Un peu gêné sans doute d’habiter dans un palais de cèdre alors que l’arche d’Alliance campait sous une tente.
La même gêne peut-être que ressentent les habitants des beaux quartiers vis-à-vis des familles logées dans des barres d’immeubles délabrés.
Dieu lui répond : « ne te soucie pas de ce que tu peux construire pour moi. Laisse-moi construire pour toi. »
Ce renversement change profondément la royauté de David : il ne cherchera plus à programmer ce qui est bon pour Dieu. Il essaiera d’accueillir ce que Dieu lui donnera, en déchiffrant les événements de sa vie - heureux et malheureux - comme autant d’invitations à le laisser faire.

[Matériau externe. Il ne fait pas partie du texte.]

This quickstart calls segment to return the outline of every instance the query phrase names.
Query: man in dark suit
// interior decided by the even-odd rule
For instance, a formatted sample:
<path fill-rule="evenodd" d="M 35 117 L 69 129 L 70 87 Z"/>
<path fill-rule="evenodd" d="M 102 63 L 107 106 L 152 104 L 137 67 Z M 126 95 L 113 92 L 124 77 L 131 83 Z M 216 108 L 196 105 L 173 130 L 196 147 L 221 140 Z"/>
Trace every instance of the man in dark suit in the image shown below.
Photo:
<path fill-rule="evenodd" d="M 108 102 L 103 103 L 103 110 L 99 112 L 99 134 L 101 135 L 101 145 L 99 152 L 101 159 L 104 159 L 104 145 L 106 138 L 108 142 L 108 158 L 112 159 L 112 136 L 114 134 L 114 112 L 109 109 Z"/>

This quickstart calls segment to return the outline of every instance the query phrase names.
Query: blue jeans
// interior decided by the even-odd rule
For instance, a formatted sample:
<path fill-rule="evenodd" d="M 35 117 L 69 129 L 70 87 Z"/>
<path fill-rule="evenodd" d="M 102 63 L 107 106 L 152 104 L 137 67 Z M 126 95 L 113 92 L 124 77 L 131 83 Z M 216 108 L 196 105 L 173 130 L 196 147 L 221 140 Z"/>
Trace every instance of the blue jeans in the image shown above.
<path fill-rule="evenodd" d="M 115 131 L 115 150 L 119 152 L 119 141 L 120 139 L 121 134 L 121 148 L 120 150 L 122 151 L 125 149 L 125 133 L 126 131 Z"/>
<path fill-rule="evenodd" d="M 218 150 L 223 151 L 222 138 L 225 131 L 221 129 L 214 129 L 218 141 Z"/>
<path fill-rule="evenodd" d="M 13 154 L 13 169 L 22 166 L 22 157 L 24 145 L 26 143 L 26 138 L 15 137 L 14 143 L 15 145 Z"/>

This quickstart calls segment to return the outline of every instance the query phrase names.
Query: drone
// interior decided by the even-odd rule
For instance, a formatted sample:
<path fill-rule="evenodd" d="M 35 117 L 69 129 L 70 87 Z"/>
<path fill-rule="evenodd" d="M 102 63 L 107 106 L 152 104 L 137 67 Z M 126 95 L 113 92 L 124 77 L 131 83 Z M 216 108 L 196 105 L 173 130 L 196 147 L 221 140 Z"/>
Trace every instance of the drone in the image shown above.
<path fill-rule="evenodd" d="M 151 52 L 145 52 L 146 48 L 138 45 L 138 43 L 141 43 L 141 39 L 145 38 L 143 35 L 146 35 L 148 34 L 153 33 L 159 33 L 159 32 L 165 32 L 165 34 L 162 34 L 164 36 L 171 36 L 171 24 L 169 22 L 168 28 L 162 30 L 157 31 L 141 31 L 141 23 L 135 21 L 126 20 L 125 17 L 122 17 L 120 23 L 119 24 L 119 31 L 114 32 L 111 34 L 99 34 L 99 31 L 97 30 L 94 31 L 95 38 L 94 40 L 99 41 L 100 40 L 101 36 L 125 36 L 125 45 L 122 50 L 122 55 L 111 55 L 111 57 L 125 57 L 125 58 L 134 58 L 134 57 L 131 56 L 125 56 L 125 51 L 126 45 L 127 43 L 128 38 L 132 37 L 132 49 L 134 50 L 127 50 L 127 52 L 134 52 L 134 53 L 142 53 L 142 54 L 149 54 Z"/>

C’est à de tels tournants que nous sommes appelés : arrêter de vouloir faire pour l’autre, et accueillir activement ce que l’autre fait surgir en moi.
L’annonce faite à Marie relève de cette même logique subversive (Lc 1,26-38) : elle ne peut pas donner un fils à Dieu, mais elle accepte que Dieu fasse cela en elle, sans savoir comment. Ce n’est pas Marie qui se propose de consacrer un fils à la cause d’Israël, c’est le Dieu d’Israël qui surprend Marie en l’associant à son oeuvre incroyable. « Que tout se passe pour moi selon ta parole ».
Quitter la volonté de bâtir pour celle d’accueillir fera paradoxalement réussir l’oeuvre ainsi construite, Temple de Dieu à Jérusalem ou Temple de Dieu dans l’homme qu’est Jésus.
C’est comme une danse où les deux partenaires inventent leur composition au fur et à mesure ensemble, au lieu de l’imposer à l’autre. Lâcher la programmation altruiste pour la danse avec l’autre fait passer David et Marie du côté de ceux qui font de grandes choses, parce qu’ils sont habités, non parce qu’ils veulent les faire.
Laisser le volant
Comment opérer ce renversement ?
En acceptant les événements comme guides.
Ce qui dérange, ce qui surprend, ce qui est imprévu, ce qui est étrange : voilà des indicateurs aussi sûrs qu’un jet de pétrole dans un champ. Il y a là de quoi gratter pour découvrir ce que Dieu désire opérer en nous.
Ne restreignons pas ces événements aux seules remises en causes douloureuses. S’il est vrai qu’une maladie, un deuil, un handicap etc. peuvent faire voir la vie autrement, c’est encore plus vrai d’un amour intense, d’un éblouissement artistique, d’une savoureuse lecture etc. C’est dans la prospérité et la tranquillité enfin acquises que David a fait ce chemin. C’est dans la grâce sereine de Nazareth que Marie a dit son « oui ».
Inutile donc d’attendre des catastrophes pour laisser Dieu prendre le volant de nos vies !
La pleine possession de la réussite peut devenir le moment favorable pour passer sur l’autre versant, celui où l’on est conduit plutôt que de conduire. Il y a des règles et les étapes propres à chacun pour cela.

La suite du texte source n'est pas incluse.